Dec. 16, 2011
Budget Deal Undermines Important Regulations
Appropriation Provisions Threaten Worker Safety, Campaign Finance, Financial Reform Rules
WASHINGTON, D.C. –The deal reached Thursday on an omnibus appropriations package to keep the federal government funded for another year undermines important public health and safety regulations, Public Citizen said today.
The U.S. House of Representatives passed the deal today and the Senate is expected to vote on it over the weekend. The package includes provisions that undermine worker safety, weaken the stability of the U.S. financial system and may weaken disclosure of election spending by government contractors.
One budget rider would delay indefinitely the Mine Safety and Health Administration from issuing a regulation to protect miners from black lung disease.

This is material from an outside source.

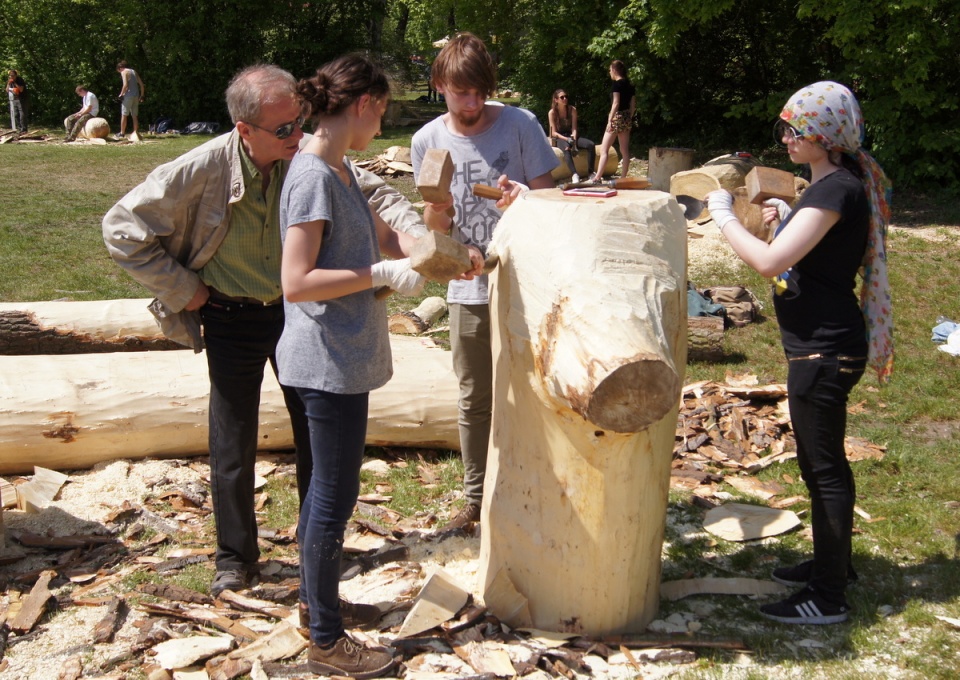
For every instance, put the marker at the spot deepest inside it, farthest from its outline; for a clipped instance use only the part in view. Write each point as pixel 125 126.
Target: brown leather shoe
pixel 469 514
pixel 354 615
pixel 346 657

“Black lung disease kills 25 times more miners each year than explosions or other mining incidents,” said Justin Feldman, Public Citizen’s worker health and safety advocate. “A new rule to protect mine workers from black lung and silicosis has been 15 years in the making. To delay it further would be unconscionable. The mining industry must be betting that it can quash the rule by stalling it indefinitely.”
Another rider in the budget deal would weaken a proposed executive order from President Barack Obama that would require government contractors to disclose their political contributions to the public. The rider would block agencies from requiring disclosure until after a contract is awarded. This means that if a company seeks to trade campaign spending for a lucrative government contract, the public will not know about the spending until after the contract has been granted.

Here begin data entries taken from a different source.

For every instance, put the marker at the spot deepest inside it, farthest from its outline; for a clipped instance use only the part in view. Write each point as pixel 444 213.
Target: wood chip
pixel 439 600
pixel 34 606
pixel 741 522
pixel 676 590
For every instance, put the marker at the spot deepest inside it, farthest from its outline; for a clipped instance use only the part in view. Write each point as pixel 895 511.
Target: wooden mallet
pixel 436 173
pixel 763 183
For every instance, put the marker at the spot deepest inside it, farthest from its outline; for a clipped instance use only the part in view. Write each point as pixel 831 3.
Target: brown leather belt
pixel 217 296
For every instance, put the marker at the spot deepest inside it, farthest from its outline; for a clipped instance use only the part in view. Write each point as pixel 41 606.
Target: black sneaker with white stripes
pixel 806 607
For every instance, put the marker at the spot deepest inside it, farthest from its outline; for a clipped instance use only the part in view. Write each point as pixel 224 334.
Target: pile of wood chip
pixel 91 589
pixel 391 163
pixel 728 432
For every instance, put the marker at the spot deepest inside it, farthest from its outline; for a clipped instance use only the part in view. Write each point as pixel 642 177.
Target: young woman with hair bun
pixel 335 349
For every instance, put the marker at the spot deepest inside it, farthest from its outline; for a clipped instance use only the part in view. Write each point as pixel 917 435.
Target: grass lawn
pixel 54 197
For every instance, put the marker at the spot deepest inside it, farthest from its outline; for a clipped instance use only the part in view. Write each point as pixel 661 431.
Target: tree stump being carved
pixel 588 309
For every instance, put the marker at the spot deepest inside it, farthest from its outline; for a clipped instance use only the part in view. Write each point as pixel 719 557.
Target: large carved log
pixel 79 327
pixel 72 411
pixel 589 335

“Pay-to-play abuse is by far most pervasive when the cash-for-favors schemes stay out of the public’s eye,” said Craig Holman, government affairs lobbyist with Public Citizen. “When contractors can make campaign contributions and expenditures that are not subject to public disclosure, the contracting process is at dire risk of favoritism. But by keeping those contributions and expenditures secret from the public, this rider prevents us from judging whether contracts are being awarded based on merit or favoritism until it’s too late.”
Finally, with Wall Street continuing to run amok as evidenced by the tremendous loss of customer funds by MF Global, the omnibus measure cuts funding to two key financial regulators: the Securities and Exchange Commission (SEC) and the Commodity Futures Trading Commission (CFTC).
“While the haircut at the SEC will challenge the agency’s ability to confront its massive new responsibilities under needed Dodd-Frank reform, the chain-saw slash of the CFTC budget – by one-third – inevitably will lead to further Wall Street abuses,” said Bartlett Naylor, financial policy advocate at Public Citizen. “Washington lawmakers beholden to Wall Street are leaving Main Street business vulnerable to abuse in the commodities markets.”